Poor memory lets Powell down against Gay
Asafa Powell attributed his loss to Tyson Gay over 100 metres at the Diamond League meeting in Gateshead on Saturday to a poor memory.
Gateshead: Asafa Powell attributed his loss to Tyson Gay over 100 metres at the Diamond League meeting in Gateshead on Saturday to a poor memory.
The Jamaican, who along with record holder Usain Bolt has the fastest time in the world this year, finished 0.02 seconds behind a strong-finishing Gay after blasting out of the blocks.
“I was pushing through to the line and started to ease up a bit too much. I think I forgot it was Tyson Gay out there,” the former world record holder told reporters.
“In the last 20 to 30 metres I should have ran differently. But he’s a great sprinter and I gave him a chance. I didn’t see him coming. Next time I will.
“I got a great start but I need a strong finish too. Next time I will step it up. I relaxed too soon and he got me on the tape. It’s no set back though because I know what shape I’m in. I know I’ll be ready for Bolt next week (in Paris). I ran 9.96 in a headwind so that’s pretty good.”
World silver medallist Gay was making his first competitive outings of the season over 100 after being hampered by a hamstring problem.
The American showed no lingering effects when comfortably winning his heat in 9.96 before being pushed even faster by rival Powell in the final with a time of 9.94 in front of a half empty stadium..
“It was okay,” Gay said of his season’s best time. “I knew it was going to be a close race. It’s always a close race when I run against Asafa, he’s one of my favourite competitors.
“I really had to stretch to the finish line and he didn’t see me coming today so I got the victory. The hamstring is still tight and that is something I am going to have to work on. But I can race this way all the time.

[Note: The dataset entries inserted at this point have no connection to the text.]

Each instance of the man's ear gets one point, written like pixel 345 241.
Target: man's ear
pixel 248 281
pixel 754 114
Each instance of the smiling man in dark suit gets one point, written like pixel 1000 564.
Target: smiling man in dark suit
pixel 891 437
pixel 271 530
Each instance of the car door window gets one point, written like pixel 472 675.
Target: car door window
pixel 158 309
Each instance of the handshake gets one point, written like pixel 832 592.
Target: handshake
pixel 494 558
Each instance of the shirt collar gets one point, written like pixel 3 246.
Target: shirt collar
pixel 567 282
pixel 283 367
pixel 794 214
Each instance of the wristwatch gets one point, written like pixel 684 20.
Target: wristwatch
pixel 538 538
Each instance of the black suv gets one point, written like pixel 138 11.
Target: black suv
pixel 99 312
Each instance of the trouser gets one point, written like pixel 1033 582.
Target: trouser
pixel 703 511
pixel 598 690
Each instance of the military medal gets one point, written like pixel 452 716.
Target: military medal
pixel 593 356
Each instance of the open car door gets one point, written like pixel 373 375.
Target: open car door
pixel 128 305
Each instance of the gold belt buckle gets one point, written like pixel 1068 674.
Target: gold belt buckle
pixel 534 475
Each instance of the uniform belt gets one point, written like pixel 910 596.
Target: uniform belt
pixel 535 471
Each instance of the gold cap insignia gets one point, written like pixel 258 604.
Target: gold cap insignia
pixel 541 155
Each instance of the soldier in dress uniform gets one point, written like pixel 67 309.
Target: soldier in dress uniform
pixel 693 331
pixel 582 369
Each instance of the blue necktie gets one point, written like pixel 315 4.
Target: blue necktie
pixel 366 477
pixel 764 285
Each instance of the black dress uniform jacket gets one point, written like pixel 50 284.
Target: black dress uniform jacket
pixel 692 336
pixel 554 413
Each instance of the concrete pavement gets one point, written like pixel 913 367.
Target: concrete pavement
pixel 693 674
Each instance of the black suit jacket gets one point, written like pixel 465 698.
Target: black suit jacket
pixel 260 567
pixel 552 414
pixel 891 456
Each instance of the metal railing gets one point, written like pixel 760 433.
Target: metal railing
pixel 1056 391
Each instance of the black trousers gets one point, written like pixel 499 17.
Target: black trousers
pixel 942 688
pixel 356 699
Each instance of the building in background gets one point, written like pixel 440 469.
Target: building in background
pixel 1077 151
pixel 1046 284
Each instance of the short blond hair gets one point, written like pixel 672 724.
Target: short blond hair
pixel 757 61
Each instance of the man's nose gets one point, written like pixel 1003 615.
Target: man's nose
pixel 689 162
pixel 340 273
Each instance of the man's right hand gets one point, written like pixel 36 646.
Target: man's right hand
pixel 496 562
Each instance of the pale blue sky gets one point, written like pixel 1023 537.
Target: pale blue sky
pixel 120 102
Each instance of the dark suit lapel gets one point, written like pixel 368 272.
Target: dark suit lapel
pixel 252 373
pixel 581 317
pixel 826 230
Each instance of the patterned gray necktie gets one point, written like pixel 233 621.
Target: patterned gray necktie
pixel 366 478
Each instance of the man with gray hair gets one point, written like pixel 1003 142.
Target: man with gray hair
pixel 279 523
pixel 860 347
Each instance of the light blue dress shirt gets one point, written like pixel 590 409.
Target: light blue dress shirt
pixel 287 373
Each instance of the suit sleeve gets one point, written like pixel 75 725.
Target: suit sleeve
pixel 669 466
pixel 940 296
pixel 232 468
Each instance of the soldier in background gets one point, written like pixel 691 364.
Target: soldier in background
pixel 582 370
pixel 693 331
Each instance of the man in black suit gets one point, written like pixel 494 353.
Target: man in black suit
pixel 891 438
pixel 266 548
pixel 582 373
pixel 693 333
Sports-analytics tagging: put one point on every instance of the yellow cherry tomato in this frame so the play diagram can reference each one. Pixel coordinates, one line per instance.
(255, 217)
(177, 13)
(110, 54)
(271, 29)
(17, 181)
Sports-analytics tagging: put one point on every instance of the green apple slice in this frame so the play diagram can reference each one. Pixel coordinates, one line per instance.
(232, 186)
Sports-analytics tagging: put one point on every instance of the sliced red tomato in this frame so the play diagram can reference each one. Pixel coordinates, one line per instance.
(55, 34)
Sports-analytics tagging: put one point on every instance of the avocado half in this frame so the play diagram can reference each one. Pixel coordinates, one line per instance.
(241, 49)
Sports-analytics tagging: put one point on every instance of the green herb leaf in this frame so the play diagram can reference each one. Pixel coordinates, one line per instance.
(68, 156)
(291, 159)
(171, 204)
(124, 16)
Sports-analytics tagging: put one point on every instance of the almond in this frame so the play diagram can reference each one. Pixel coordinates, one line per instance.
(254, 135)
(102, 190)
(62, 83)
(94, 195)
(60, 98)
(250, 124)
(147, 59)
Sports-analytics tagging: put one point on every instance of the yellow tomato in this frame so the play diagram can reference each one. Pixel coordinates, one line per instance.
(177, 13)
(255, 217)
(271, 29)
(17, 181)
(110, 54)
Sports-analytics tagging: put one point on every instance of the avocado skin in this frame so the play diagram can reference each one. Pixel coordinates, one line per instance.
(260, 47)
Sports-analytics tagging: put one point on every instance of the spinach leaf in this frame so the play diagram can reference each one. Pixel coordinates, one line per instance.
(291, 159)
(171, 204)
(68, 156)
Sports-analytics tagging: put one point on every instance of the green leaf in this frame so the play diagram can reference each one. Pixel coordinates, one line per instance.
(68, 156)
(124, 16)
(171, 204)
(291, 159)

“As for Bolt -- I know he’s ready. He’s coming back from injury but he’ll be prepared.”
World record holder Bolt is also on the comeback from injury but equalled compatriot Powell’s fastest time of the year of 9.82 seconds when winning in Lausanne on Thursday, his first race for six weeks.
The three fastest men in the world have yet to go head-to-head this season but are scheduled to meet in Brussels on Aug. 27.